Come sopravvivere ad un nuovo inizio di anno scolastico, per di più alle prese con la “novità” di educazione alla cittadinanza che il governo è riuscito a rendere obbligatoria in ogni ordine e grado sul filo di lana della propria sopravvivenza? Cercando di rispondere ad una domanda che pare scontata e, invece, non lo è affatto: ma io, in classe, cosa entro a fare?

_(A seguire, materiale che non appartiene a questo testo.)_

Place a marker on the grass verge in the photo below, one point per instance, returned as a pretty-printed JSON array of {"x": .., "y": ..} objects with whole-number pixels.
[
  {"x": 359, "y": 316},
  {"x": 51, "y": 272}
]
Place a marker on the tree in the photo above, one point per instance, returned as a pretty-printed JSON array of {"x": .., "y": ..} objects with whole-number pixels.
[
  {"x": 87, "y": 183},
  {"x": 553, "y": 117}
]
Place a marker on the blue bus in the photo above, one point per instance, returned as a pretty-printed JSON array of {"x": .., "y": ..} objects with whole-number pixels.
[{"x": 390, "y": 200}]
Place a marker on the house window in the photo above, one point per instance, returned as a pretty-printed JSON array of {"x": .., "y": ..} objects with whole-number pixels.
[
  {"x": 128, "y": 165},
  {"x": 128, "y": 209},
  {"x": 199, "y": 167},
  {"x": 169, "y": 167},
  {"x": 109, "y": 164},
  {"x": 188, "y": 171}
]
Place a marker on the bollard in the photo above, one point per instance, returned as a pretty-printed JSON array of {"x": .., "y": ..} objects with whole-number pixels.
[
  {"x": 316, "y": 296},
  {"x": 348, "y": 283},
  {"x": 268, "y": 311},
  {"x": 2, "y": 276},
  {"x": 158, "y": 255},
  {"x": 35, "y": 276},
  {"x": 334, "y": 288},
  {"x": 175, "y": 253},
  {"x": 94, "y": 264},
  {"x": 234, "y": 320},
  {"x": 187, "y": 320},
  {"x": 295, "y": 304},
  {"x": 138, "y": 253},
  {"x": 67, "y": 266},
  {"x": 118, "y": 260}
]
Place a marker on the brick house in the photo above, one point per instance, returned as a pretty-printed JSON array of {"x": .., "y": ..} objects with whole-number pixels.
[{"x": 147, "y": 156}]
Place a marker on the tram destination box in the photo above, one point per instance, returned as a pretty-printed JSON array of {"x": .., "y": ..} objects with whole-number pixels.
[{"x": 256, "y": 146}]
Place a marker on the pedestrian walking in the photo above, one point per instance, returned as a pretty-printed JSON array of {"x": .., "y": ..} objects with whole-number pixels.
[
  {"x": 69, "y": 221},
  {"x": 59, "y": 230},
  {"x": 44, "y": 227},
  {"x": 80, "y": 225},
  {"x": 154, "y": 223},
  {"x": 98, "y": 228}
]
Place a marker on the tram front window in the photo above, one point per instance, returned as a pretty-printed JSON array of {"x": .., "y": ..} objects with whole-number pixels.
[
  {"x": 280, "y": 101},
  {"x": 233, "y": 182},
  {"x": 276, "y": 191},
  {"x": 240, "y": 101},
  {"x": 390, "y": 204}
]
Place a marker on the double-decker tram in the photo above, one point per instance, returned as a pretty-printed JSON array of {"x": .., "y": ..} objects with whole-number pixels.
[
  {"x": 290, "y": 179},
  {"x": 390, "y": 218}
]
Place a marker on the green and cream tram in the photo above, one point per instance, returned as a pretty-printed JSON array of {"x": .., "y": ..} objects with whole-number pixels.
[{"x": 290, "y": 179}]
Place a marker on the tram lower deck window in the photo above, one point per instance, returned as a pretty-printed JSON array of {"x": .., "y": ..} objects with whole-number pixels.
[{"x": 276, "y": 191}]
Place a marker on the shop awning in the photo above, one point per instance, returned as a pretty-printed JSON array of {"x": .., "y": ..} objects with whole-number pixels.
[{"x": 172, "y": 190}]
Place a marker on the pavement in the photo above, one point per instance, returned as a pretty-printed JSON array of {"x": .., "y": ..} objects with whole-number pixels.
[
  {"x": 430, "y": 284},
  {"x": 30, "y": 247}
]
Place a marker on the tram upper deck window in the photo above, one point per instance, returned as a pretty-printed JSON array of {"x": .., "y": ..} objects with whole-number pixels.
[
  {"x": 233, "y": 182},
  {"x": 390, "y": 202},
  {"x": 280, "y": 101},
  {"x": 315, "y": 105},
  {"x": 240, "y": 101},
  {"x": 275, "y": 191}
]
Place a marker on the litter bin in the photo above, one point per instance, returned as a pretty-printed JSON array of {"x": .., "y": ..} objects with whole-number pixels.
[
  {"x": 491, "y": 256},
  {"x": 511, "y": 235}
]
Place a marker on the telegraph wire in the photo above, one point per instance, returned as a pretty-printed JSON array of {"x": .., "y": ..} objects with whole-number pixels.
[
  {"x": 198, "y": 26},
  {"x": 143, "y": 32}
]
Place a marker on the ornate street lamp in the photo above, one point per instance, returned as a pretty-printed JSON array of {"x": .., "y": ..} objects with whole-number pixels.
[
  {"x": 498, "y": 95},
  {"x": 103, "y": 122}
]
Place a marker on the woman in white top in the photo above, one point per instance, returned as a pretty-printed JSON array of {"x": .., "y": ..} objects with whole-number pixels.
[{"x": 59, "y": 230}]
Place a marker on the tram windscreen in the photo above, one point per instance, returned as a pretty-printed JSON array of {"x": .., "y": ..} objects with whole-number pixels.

Non lo è per una lunga serie di motivi che Ernesto Galli della Loggia ha esplicitato con dovizia di particolari nel suo recente L’aula vuota. Come l’Italia ha distrutto la sua scuola (Marsilio, 2019), che già dal titolo inequivocabile denuncia una posizione a dir poco critica con i governi di ogni colore che si sono succeduti nell’ultimo mezzo secolo. Domanda meno scontata oggi, dal momento che “è nato negli insegnanti nel corso del tempo un sentimento più che comprensibile di frustrazione e, perlomeno potenzialmente, un deficit di autostima”.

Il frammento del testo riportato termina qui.